64 bit architectures and C/C++
John R. MacMillan
john at sco.COM
Tue Apr 30 07:19:37 AEST 1991
shap <shap at shasta.Stanford.EDU> writes:
|Several companies have announced or are known to be working on 64 bit
|architectures. It seems to me that 64 bit architectures are going to
|introduce some nontrivial problems with C and C++ code.
In a past life I did a fair amount of work with C on a 64 bit
architecture, the C/VE compiler on NOS/VE. C/VE was a pre-ANSI
compiler, but many of the comments I think still apply.
C/VE had 64 bit ints and longs, 32 bit shorts, 8 bit chars, and 48 bit
pointers (as an added bonus, the null pointer was not all bits zero,
but that's another headache entirely; ask me how many times I've
wanted to strangle a programmer who used bzero() to clear structures
that have pointers in them).
|I want to start a discussion going on this topic. Here are some seed
|questions:
|
|1. Do the C/C++ standards need to be extended to cover 64-bit
|environments, or are they adequate as-is?
The C standard certainly is; it's obvious a lot of effort went into
making sure it would be.
|2. If a trade-off has to be made between compliance and ease of
|porting, what's the better way to go?
I don't think there's any reason to trade off compliance with
standards; if you want to trade off ease of porting versus exploiting
the full power of the architecture that's another question. The
answer is going to be different for different people.
If you make the only 64 bit data type be ``long long'' or some such,
it will make life much easier on porters, but most of the things you
port then won't take advantage of having 64 bit data types...

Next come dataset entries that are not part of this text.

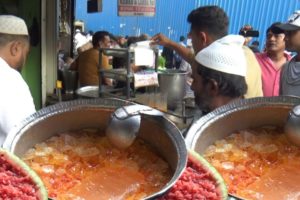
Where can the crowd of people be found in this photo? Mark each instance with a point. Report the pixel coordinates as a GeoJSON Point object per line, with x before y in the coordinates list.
{"type": "Point", "coordinates": [222, 67]}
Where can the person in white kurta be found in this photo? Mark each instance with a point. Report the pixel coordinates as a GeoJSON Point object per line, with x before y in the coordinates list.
{"type": "Point", "coordinates": [16, 102]}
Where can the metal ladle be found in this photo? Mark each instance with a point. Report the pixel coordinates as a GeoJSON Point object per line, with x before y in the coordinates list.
{"type": "Point", "coordinates": [125, 123]}
{"type": "Point", "coordinates": [292, 126]}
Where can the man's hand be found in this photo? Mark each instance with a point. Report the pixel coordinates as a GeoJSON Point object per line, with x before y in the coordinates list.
{"type": "Point", "coordinates": [160, 39]}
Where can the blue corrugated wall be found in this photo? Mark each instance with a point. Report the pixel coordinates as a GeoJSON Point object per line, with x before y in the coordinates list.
{"type": "Point", "coordinates": [171, 15]}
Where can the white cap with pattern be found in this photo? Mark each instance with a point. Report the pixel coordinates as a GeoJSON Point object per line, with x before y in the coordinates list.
{"type": "Point", "coordinates": [293, 23]}
{"type": "Point", "coordinates": [13, 25]}
{"type": "Point", "coordinates": [225, 55]}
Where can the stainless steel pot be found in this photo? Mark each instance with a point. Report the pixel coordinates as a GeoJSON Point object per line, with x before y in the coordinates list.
{"type": "Point", "coordinates": [159, 132]}
{"type": "Point", "coordinates": [238, 115]}
{"type": "Point", "coordinates": [173, 83]}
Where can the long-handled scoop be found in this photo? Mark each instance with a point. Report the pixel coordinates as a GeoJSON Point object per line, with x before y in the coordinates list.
{"type": "Point", "coordinates": [292, 127]}
{"type": "Point", "coordinates": [125, 123]}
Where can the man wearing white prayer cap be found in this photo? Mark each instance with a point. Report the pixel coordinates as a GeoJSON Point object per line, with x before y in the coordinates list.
{"type": "Point", "coordinates": [219, 73]}
{"type": "Point", "coordinates": [16, 102]}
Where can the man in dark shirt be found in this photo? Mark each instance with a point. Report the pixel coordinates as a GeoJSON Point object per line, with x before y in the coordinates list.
{"type": "Point", "coordinates": [290, 75]}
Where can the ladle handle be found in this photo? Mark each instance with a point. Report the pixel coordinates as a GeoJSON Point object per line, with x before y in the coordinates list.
{"type": "Point", "coordinates": [125, 112]}
{"type": "Point", "coordinates": [294, 117]}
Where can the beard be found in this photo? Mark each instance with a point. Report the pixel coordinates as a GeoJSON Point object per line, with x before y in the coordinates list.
{"type": "Point", "coordinates": [203, 102]}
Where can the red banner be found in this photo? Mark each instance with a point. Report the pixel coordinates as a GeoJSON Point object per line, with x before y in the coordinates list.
{"type": "Point", "coordinates": [136, 7]}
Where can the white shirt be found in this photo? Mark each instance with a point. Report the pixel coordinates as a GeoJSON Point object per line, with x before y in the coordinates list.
{"type": "Point", "coordinates": [16, 102]}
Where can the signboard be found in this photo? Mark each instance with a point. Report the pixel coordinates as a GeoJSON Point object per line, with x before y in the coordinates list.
{"type": "Point", "coordinates": [136, 7]}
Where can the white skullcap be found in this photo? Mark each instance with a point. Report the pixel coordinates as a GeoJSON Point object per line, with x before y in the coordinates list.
{"type": "Point", "coordinates": [225, 55]}
{"type": "Point", "coordinates": [13, 25]}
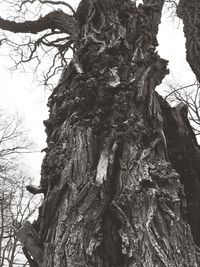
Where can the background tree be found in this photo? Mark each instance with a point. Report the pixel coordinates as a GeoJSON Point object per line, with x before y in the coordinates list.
{"type": "Point", "coordinates": [115, 174]}
{"type": "Point", "coordinates": [16, 205]}
{"type": "Point", "coordinates": [189, 95]}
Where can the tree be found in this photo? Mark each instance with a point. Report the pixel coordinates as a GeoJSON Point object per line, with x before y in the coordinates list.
{"type": "Point", "coordinates": [189, 95]}
{"type": "Point", "coordinates": [121, 171]}
{"type": "Point", "coordinates": [16, 207]}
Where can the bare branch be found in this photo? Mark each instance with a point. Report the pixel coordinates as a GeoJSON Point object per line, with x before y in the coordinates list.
{"type": "Point", "coordinates": [54, 20]}
{"type": "Point", "coordinates": [49, 2]}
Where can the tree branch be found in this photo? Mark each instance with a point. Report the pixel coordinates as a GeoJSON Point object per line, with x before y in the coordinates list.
{"type": "Point", "coordinates": [49, 2]}
{"type": "Point", "coordinates": [54, 20]}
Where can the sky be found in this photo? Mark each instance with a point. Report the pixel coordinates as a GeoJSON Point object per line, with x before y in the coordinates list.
{"type": "Point", "coordinates": [20, 91]}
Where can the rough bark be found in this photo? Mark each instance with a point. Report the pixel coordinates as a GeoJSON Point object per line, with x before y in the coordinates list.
{"type": "Point", "coordinates": [113, 197]}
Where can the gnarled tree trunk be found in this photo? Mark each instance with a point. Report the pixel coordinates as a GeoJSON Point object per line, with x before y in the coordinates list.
{"type": "Point", "coordinates": [121, 188]}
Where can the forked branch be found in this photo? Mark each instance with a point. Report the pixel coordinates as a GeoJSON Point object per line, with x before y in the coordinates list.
{"type": "Point", "coordinates": [54, 20]}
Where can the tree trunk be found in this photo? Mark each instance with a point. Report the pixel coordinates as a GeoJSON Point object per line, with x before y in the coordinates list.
{"type": "Point", "coordinates": [121, 168]}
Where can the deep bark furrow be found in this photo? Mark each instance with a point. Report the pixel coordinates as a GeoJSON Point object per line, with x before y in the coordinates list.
{"type": "Point", "coordinates": [113, 198]}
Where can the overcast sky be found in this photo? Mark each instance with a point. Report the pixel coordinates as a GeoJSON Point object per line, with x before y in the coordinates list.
{"type": "Point", "coordinates": [19, 91]}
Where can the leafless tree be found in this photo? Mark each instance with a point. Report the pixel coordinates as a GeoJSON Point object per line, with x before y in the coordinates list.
{"type": "Point", "coordinates": [190, 96]}
{"type": "Point", "coordinates": [16, 207]}
{"type": "Point", "coordinates": [118, 157]}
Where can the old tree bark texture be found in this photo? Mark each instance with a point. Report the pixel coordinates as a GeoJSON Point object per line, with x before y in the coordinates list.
{"type": "Point", "coordinates": [121, 170]}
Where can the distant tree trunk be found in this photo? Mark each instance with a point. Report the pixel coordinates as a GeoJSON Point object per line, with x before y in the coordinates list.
{"type": "Point", "coordinates": [119, 159]}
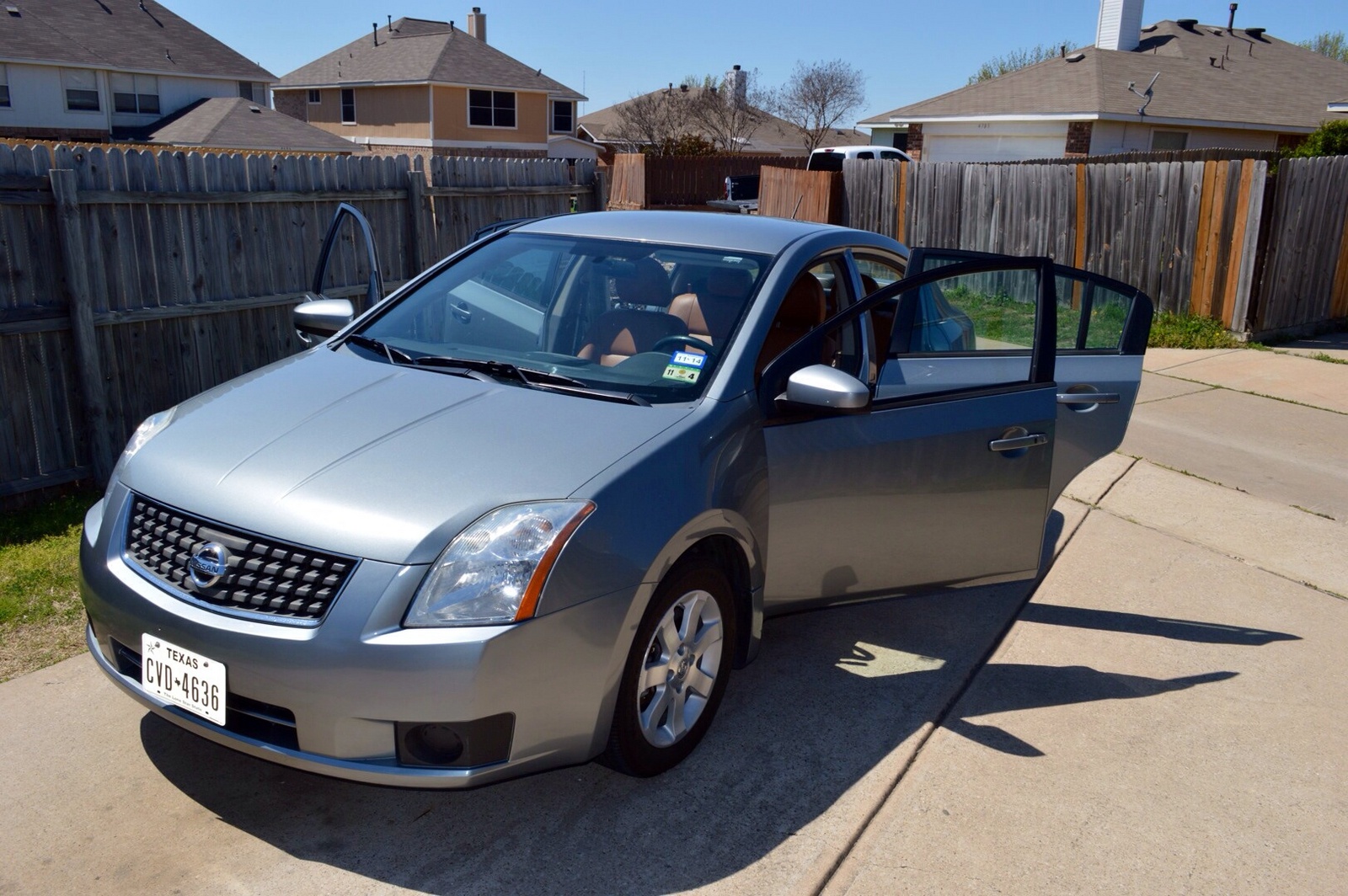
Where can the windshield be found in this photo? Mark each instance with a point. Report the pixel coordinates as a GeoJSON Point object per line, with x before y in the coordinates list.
{"type": "Point", "coordinates": [579, 314]}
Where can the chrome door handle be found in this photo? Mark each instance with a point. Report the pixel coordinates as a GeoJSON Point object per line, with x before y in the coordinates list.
{"type": "Point", "coordinates": [1018, 442]}
{"type": "Point", "coordinates": [1089, 397]}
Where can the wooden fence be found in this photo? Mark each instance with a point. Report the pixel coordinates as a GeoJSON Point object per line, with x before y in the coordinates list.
{"type": "Point", "coordinates": [804, 195]}
{"type": "Point", "coordinates": [1265, 253]}
{"type": "Point", "coordinates": [649, 182]}
{"type": "Point", "coordinates": [131, 280]}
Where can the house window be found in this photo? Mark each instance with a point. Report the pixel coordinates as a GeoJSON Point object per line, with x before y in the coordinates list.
{"type": "Point", "coordinates": [491, 108]}
{"type": "Point", "coordinates": [81, 89]}
{"type": "Point", "coordinates": [564, 118]}
{"type": "Point", "coordinates": [1169, 141]}
{"type": "Point", "coordinates": [135, 93]}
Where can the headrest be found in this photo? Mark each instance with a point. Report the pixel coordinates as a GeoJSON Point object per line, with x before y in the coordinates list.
{"type": "Point", "coordinates": [802, 307]}
{"type": "Point", "coordinates": [730, 283]}
{"type": "Point", "coordinates": [647, 285]}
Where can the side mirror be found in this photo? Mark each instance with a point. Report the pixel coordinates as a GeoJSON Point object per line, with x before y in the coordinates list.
{"type": "Point", "coordinates": [321, 318]}
{"type": "Point", "coordinates": [822, 386]}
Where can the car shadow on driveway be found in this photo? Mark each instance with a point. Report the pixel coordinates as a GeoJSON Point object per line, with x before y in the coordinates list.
{"type": "Point", "coordinates": [808, 728]}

|3. If conformance to the standard is important, then the obvious
|choices are
|
| short 16 bits
| int 32 bits
| long 64 bits
| void * 64 bits
This isn't really a conformance issue. The idea is to make the
machine's natural types fit the C types well. However, if the
architecture can support all these sizes easily, then for ease of
porting it would be nice to have all of the common sizes available.
Many (often poorly written) C programs depend on, say, short being 16
bits, and having a 16 bit data type is the easiest way to port such
programs.
One problem with 32 bit ints and 64 bit pointers is that a lot of
(bad) code assumes you can put a pointer into an int, and vice versa.
As an aside, using things like ``typedef int int32'', is not always
the answer, especially if you don't tell the porter (or are
inconsistent about) whether this should be an integer data type that is
_exactly_ 32 bits or _at least_ 32 bits.
|How bad is it for sizeof(int) != sizeof(long).
The C/VE compiler had sizeof(int) == sizeof(long) so I can't comment
on that one in particular, but...
|4. Would it be better not to have a 32-bit data type and to make int
|be 64 bits? If so, how would 32- and 64- bit programs interact?
...there is a lot of badly written code out there, and no matter what
you do, you'll break somebody's bogus assumptions. In particular a
lot of code makes assumptions about pointer sizes, whether they'll fit
in ints, and whether you can treat them like ints.
Expect porting to 64 bit architectures to be work, because it is.